(NewsNation) — Assistant Principal at Mount Pleasant High School in Providence, Rhode Island, is placed on paid leave after emailing faculty and students asking for thousands of dollars to help settle a human trafficking debt.
On January 26, Assistant Principal Stefani Harvey sent out an email asking for donations to help the student “who came to America with ‘Coyote’.”
Harvey described “Coyote” as “a group that helps people,” although the term usually refers to someone who smuggles migrants across the US-Mexico border.
“This group gives you a time frame to pay $5,000 to those who bring them to the states,” Harvey wrote in an email.
A school administrator said the student needed “urgent support” to raise another $2,000 by Feb. 1.
A school representative confirmed to NewsNation that the email had been delivered to staff and the principal had taken steps to issue a retraction.
After calling the request “inappropriate,” the high school’s principal said all donated funds would be returned.
Some Rhode Island parents are outraged.
“The danger and violence of the Mexican cartel literally came to the desk of public school teachers and was sanctioned by their assistant principal and guidance counselor,” said Nicole Solas, a Rhode Island parent who also serves as a senior contributor to the Independent. Women’s forum.
Students NewsNation spoke with said they want answers.
“It wasn’t talked about at all today,” one student told NewsNation. “It came out like Friday. It wasn’t really talked about today. Especially with a group like that, that has ties to this school, it’s scary.”
On its website, Mount Pleasant High School’s mission statement says, “Mount Pleasant High School provides all students with a meaningful and purposeful education through a variety of opportunities to be connected and feel safe in their school community.”

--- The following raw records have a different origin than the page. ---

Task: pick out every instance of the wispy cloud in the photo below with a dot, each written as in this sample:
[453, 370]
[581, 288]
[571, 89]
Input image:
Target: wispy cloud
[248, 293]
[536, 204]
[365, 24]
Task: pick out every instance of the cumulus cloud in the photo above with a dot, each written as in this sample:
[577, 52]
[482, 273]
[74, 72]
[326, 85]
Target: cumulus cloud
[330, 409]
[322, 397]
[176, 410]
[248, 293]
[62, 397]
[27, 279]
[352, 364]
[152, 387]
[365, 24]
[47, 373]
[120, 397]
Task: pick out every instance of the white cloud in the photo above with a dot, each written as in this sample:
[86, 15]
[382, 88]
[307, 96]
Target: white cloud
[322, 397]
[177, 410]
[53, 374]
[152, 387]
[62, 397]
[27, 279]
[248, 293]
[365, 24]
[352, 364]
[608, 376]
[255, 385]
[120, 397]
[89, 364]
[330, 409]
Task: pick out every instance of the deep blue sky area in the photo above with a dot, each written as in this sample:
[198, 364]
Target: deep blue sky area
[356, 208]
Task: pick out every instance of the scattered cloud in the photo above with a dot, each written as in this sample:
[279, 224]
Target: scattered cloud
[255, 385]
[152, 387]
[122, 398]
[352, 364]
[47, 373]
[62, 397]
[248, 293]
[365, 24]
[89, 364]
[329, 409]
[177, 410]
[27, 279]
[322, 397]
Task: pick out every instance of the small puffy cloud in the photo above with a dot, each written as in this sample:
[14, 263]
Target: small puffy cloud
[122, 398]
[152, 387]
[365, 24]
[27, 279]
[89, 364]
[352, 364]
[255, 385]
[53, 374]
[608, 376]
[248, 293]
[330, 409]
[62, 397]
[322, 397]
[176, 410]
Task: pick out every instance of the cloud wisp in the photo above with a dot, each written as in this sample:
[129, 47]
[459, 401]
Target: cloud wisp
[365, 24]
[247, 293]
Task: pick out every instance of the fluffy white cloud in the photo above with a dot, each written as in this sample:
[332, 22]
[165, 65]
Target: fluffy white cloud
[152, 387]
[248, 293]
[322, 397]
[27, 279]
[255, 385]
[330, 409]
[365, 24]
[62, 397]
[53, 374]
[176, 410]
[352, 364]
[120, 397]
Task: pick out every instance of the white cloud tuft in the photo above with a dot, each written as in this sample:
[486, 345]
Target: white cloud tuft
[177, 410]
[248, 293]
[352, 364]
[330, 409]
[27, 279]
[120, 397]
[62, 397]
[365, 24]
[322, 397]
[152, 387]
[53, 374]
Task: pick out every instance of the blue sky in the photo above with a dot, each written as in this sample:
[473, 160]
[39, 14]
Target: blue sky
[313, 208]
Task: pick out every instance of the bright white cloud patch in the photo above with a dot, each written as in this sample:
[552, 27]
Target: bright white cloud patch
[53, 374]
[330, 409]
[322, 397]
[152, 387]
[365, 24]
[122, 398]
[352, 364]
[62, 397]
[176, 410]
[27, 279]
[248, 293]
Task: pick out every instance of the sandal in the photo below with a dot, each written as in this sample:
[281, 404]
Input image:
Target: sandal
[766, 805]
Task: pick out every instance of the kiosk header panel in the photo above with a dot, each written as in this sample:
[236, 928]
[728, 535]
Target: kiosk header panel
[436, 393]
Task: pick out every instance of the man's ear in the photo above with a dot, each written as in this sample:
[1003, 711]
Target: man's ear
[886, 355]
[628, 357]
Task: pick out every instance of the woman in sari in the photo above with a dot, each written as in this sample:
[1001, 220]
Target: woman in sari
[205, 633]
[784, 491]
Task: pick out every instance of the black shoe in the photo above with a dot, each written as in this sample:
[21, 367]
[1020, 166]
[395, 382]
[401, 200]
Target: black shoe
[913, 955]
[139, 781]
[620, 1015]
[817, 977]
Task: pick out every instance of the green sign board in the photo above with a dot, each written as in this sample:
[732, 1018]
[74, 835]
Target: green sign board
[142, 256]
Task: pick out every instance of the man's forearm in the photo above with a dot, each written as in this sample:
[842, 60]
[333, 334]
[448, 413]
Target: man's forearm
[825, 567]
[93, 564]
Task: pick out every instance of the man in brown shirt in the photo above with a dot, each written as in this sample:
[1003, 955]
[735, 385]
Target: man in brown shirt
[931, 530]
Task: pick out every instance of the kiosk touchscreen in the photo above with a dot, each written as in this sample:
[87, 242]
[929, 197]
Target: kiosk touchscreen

Solas said school administrators should have notified police instead of asking for donations.
“This is a public school student who is at risk,” Solas said. “His family could be killed in the country he’s from if he doesn’t pay this money and instead of notifying the authorities immediately, we’re raising funds for a Mexican cartel.”
According to a United Nations report, people smuggling is a nearly $6 billion-a-year industry. It’s something Texas Sheriff Roy Boyd sees firsthand on a regular basis.

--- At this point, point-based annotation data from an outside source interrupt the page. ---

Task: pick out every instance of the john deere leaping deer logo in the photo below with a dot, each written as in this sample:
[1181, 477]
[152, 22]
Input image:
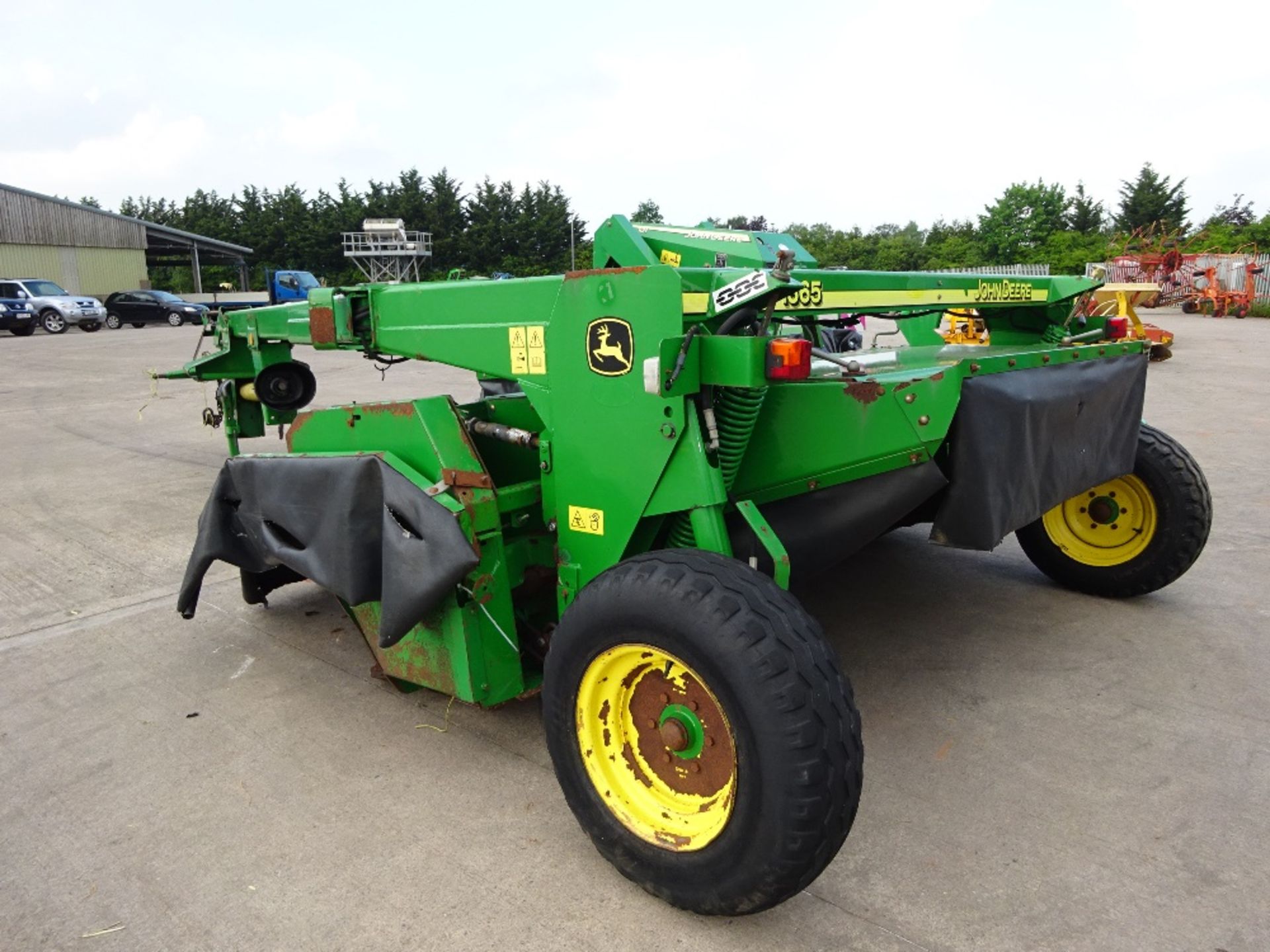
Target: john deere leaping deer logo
[610, 347]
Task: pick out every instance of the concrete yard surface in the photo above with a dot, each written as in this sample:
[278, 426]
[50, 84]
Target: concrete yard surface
[1044, 771]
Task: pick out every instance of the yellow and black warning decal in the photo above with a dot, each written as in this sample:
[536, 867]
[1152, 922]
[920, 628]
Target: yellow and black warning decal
[585, 520]
[527, 349]
[610, 347]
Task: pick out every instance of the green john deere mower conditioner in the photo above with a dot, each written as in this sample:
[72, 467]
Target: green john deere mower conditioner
[663, 444]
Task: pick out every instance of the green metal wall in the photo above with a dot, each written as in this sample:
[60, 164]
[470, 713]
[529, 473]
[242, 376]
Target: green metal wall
[81, 270]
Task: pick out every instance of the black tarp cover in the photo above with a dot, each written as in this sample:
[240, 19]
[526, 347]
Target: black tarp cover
[351, 524]
[1025, 441]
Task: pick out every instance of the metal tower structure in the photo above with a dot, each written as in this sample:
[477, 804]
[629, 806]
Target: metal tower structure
[385, 252]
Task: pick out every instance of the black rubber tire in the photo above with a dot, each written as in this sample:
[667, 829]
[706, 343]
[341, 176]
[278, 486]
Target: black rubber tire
[1184, 518]
[799, 753]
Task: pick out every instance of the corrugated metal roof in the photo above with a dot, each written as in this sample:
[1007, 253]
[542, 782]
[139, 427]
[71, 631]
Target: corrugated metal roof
[21, 226]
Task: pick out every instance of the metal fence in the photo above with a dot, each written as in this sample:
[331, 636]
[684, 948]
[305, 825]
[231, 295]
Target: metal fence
[1230, 272]
[1023, 270]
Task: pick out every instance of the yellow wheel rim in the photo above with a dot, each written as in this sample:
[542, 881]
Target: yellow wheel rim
[1109, 524]
[657, 746]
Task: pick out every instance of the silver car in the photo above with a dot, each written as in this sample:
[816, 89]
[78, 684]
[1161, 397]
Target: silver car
[58, 309]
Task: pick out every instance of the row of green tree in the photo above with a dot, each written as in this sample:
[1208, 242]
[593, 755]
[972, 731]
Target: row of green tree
[1029, 223]
[495, 227]
[498, 227]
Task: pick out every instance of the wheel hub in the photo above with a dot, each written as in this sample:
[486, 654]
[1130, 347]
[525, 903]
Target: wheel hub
[1104, 510]
[1105, 526]
[657, 746]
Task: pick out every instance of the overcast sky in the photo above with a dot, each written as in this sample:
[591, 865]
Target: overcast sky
[853, 113]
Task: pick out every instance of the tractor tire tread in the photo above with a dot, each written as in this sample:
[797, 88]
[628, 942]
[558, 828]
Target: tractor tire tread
[1181, 542]
[788, 651]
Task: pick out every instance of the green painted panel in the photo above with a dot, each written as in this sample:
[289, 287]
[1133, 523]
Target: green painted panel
[97, 272]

“What we’re dealing with in our area is the cartels that have come in — they’ve established through their operatives, they’ve set up hideouts — and they’re smuggling people through our communities,” said Boyd, who works in Goliad County.

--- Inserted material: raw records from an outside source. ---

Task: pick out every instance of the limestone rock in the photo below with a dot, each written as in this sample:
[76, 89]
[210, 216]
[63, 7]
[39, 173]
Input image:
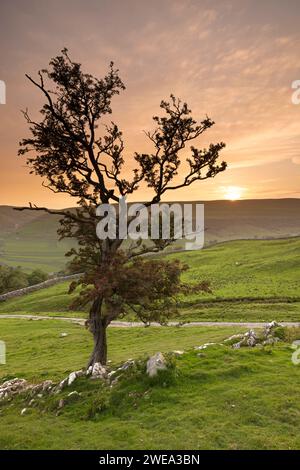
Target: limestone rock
[156, 363]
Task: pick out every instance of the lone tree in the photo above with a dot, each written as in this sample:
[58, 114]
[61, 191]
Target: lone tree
[67, 150]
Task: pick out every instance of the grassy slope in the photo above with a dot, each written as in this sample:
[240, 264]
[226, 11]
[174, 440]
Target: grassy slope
[34, 244]
[29, 239]
[267, 271]
[225, 399]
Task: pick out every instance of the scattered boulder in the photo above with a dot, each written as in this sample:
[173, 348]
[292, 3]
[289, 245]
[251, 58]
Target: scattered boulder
[204, 346]
[248, 339]
[61, 403]
[97, 371]
[72, 377]
[156, 363]
[251, 339]
[178, 353]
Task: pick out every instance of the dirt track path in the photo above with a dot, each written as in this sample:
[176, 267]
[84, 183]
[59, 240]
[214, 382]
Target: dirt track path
[124, 324]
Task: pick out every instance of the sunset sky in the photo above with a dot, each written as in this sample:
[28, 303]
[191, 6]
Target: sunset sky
[232, 60]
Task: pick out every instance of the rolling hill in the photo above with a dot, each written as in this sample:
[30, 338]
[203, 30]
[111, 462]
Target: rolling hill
[29, 238]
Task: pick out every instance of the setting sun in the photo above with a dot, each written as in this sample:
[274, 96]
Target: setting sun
[232, 193]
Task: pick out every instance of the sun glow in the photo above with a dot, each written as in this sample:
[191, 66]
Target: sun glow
[233, 193]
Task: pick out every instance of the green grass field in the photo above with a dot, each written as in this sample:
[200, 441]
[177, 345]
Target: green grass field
[224, 399]
[251, 281]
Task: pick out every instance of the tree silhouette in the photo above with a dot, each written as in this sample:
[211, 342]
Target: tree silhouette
[67, 150]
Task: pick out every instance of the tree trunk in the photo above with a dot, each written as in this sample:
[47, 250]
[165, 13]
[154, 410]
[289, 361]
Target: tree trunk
[98, 326]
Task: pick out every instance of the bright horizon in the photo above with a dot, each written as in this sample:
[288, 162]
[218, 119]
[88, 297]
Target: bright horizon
[234, 61]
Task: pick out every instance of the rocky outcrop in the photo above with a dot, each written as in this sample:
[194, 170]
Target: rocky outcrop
[156, 363]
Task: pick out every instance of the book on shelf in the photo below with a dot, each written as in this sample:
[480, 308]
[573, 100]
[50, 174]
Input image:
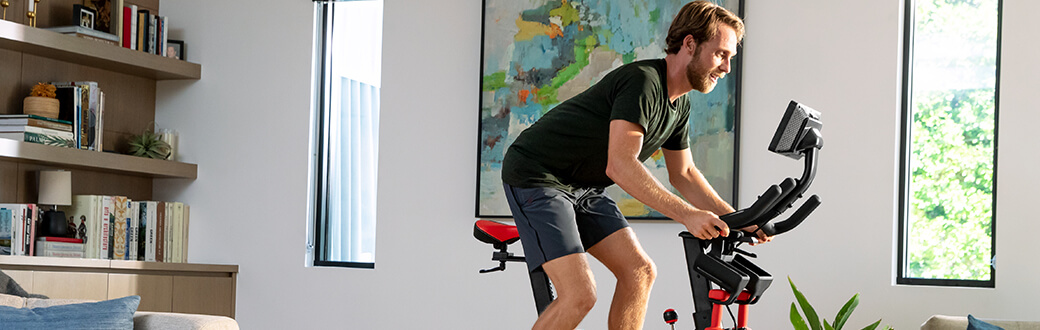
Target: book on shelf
[88, 117]
[148, 213]
[50, 248]
[84, 213]
[59, 239]
[129, 22]
[19, 221]
[134, 229]
[148, 230]
[37, 121]
[121, 212]
[40, 135]
[160, 232]
[143, 19]
[71, 103]
[45, 246]
[86, 33]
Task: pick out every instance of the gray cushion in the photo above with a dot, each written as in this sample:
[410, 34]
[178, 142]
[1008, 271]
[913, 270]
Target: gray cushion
[115, 313]
[961, 323]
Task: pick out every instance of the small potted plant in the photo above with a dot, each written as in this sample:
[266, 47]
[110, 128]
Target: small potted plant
[149, 145]
[42, 101]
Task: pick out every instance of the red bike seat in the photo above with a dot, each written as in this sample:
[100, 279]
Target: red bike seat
[495, 232]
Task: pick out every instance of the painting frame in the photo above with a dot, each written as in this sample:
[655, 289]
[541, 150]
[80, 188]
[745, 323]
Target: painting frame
[83, 16]
[496, 129]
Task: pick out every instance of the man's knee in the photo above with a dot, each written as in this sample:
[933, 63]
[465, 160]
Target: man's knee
[582, 299]
[643, 273]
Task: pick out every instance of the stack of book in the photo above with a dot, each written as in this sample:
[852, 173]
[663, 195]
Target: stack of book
[114, 227]
[37, 129]
[83, 105]
[144, 30]
[18, 228]
[59, 247]
[87, 33]
[79, 125]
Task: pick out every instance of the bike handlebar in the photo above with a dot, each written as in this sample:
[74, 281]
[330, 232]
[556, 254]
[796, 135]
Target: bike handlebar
[748, 216]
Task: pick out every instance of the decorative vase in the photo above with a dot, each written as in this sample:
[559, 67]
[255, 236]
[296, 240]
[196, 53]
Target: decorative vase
[41, 106]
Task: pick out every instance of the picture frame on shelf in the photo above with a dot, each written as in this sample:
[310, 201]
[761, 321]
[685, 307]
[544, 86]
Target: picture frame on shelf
[103, 15]
[175, 49]
[84, 17]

The incident in Rhode Island is just the latest evidence that the southern border is in crisis over encounters with migrants jump to record heights.
Solas called the students’ situation “heartbreaking”.
“We want the best for everyone, but we can’t deny how hurtful this is,” she said.
NewsNation reached out to the Department of Homeland Security for comment, but the agency declined our request for an interview.